Personal information
- Born: 2004 (age 21–22)

Chess career
- Country: Estonia Russia
- Title: Woman International Master (2024)
- Peak rating: 2238 (April 2024)

= Anastassia Sinitsina =

Estonian chess player (born 2004)

Anastassia Sinitsina (Анастасия Сергеевна Синицына; born 2004) is a Russian chess player who previously represented Estonia, Woman International Master (2024). In 2021, 2022 and 2023 she won the Estonian Women Chess Championship.

==Biography==
From the mid-2010s, Anastassia Sinitsina was one of the leading young chess players in Estonia.

In 2014, she won bronze medal in European Youth Chess Championship in girls U10 age group. Also in this year she won European Youth Chess Championship in rapid and blitz chess in girls U10 age groups.

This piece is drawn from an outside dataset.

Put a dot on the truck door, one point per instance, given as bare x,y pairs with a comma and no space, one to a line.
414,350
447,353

In 2016 Anastassia Sinitsina won bronze medal in Estonian Women's Chess Championship after play-off tournament. In April 2017, in Riga she participated in the 2017 Women's European Individual Chess Championship.

In 2018 Anastassia Sinitsina won Estonian Girls U14 Chess Championship and Estonian Youth U16 Chess Championship.

In 2021, she won Estonian Women's Chess Championship. In 2022 she won Estonian Women's Chess Championship. In 2023 she won Estonian Women's Chess Championship and silver medal in Estonian Chess Championship.

In August 2023, Anastassia Sinitsina was the best among women in the "Riga Technical University Open" tournament "A".

Anastassia Sinitsina played for Estonia in Chess Olympiad:
- In 2022, at third board in the 44th Chess Olympiad (women) in Chennai (+6, =2, -2).

Since August 2025, she has represented Russia in chess tournaments.